Published: 14th February 2018 01:46 PM  |   Last Updated: 14th February 2018 01:46 PM   |  A+A-

Rahima Bewa sitting in front of the toilet which is being constructed at her residence in Nowdapada village in Daulatabad in Murshidabad district of West Bengal. | Express Photo Service

Express News Service

KOLKATA: A 75-year-old woman and her 40-year-old physically-challenged daughter have begun construction of a toilet at their residence in Nowdapara village in Daulatabad in Murshidabad district of West Bengal by seeking alms.

Rahima Bewa and her daughter Kamala Khatun were forced into begging after Rahima’s three sons threw them out of the house after the death of her husband Din Mohammad 20 years ago.

Though finding it difficult to make ends meet, Rahima’s priority for a toilet came from both health and security reasons for herself and more for her disabled daughter. “We have defecated in the open our entire lives. But, some government officials told us that defecating in the open is harmful to our health. Also, it is not safe to attend to nature’s call in the open. Hence, I want a toilet in my house,” Rahima said.

Prime Minister Narendra Modi’s pet project Swacch Bharat is non-operational in West Bengal, where chief minister Mamata Banerjee runs her own ‘Nirmal Bangla’ project. As per the scheme, a grant of Rs 10,000 is provided to beneficiaries who have to chip in Rs 900 to complete the construction of the toilet.

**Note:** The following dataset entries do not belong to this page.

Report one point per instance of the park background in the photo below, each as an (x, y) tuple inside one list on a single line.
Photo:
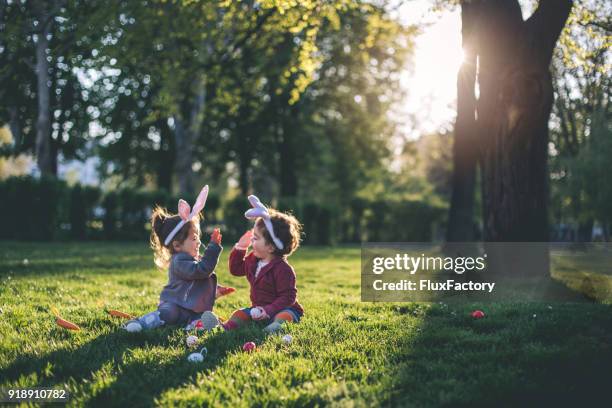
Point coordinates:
[(371, 121)]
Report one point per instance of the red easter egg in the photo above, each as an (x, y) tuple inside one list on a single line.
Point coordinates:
[(478, 314)]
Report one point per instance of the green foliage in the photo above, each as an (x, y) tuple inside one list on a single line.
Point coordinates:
[(82, 202), (32, 209), (235, 224)]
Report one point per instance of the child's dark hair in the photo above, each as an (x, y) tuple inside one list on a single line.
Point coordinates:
[(162, 223), (286, 228)]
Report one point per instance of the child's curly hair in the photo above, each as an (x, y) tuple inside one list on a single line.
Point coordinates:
[(162, 223), (286, 228)]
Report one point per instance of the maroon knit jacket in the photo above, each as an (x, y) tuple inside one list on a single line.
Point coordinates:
[(274, 289)]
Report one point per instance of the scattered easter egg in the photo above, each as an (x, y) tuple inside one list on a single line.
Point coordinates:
[(249, 346), (478, 314)]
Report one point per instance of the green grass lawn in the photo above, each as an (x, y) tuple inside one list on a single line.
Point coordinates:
[(344, 352)]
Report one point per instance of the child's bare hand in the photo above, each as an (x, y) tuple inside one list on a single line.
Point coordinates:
[(216, 236), (245, 240)]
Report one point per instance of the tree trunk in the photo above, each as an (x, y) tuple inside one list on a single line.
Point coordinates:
[(287, 156), (186, 135), (513, 111), (167, 153), (43, 122), (461, 212)]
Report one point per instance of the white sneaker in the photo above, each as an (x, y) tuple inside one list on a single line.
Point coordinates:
[(209, 320)]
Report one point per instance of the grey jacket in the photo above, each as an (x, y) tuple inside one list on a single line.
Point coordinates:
[(192, 284)]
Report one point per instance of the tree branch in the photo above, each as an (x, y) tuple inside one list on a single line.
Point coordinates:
[(545, 25)]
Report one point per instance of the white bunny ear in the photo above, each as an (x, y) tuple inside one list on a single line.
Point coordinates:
[(258, 210), (186, 213), (200, 201), (255, 201), (184, 210)]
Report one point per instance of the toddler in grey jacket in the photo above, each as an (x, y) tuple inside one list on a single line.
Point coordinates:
[(192, 284)]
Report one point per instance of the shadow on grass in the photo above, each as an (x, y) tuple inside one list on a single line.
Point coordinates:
[(133, 383)]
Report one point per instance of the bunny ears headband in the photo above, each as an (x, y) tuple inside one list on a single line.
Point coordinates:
[(186, 213), (260, 210)]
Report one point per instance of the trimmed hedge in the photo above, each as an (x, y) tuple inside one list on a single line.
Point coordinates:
[(48, 209)]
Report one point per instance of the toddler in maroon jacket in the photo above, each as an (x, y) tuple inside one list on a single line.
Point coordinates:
[(275, 236)]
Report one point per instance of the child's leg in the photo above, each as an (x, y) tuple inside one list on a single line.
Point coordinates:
[(238, 318), (224, 290), (282, 317)]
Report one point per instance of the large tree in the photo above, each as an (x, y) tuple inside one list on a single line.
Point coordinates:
[(508, 119)]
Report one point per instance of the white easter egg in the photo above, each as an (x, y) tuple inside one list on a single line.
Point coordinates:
[(133, 327), (195, 358), (256, 313)]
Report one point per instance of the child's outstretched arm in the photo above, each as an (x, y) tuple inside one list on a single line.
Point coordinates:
[(188, 269), (237, 265)]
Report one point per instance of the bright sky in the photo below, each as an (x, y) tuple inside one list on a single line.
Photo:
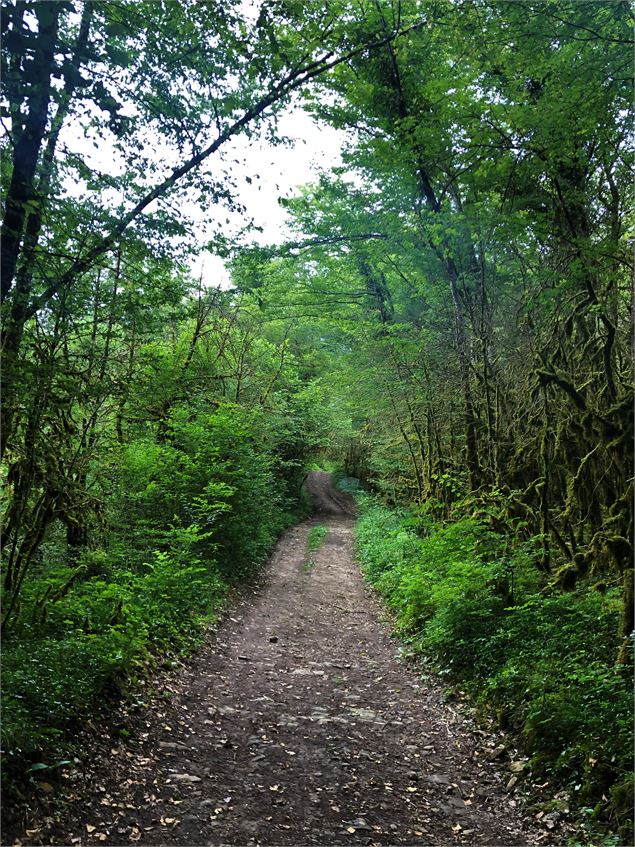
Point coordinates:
[(316, 147)]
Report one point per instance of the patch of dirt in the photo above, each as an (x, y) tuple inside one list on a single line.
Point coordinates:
[(297, 724)]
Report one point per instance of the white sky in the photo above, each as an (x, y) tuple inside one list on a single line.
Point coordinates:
[(281, 168)]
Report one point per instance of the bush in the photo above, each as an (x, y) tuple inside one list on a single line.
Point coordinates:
[(185, 519), (543, 665)]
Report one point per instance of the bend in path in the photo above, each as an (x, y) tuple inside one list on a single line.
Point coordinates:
[(298, 725)]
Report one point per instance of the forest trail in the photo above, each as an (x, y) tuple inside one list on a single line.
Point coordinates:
[(298, 725)]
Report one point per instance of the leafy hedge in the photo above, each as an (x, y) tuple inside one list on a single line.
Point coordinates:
[(542, 663), (184, 519)]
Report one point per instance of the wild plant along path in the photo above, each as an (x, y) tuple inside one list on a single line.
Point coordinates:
[(298, 725)]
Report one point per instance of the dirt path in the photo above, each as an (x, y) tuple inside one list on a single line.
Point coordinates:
[(297, 725)]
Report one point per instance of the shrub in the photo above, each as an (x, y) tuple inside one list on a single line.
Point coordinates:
[(542, 664)]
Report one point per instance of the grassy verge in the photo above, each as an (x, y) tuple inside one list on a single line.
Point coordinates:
[(540, 662)]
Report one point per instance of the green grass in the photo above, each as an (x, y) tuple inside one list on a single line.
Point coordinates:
[(538, 660)]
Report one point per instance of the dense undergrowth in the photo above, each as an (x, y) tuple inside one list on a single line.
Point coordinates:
[(540, 662), (185, 518)]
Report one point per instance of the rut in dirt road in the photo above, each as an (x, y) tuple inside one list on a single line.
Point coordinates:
[(298, 725)]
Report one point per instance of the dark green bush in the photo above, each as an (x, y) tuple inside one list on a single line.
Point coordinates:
[(186, 517), (542, 664)]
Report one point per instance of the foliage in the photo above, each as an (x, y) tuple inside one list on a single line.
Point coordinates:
[(540, 664)]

However, Bewa’s sons have allegedly taken benefit of the scheme and she will have to pay Rs 15,000 for constructing her own toilet out of which she has already paid Rs 2,000 to commence construction works.

“She has created an example. We will extend all necessary help,” said Murshidabad District Magistrate P Ulaganathan.

Her efforts have also inspired other people in the neighbourhood. “If a person can construct a toilet by begging, why can’t others do it? Local Self-Help Groups (SHGs) will also extend help to Rahima Bewa,” said local SHG secretary Habiba Bibi.

Eight out of 23 districts in West Bengal have been declared as Open Defecation Free (ODF) and Murshidabad is not one of them. However, the district administration is saying that sensitisation has worked and they are planning to use Bewa’s example for others to come forward for construction of toilets in their backyard.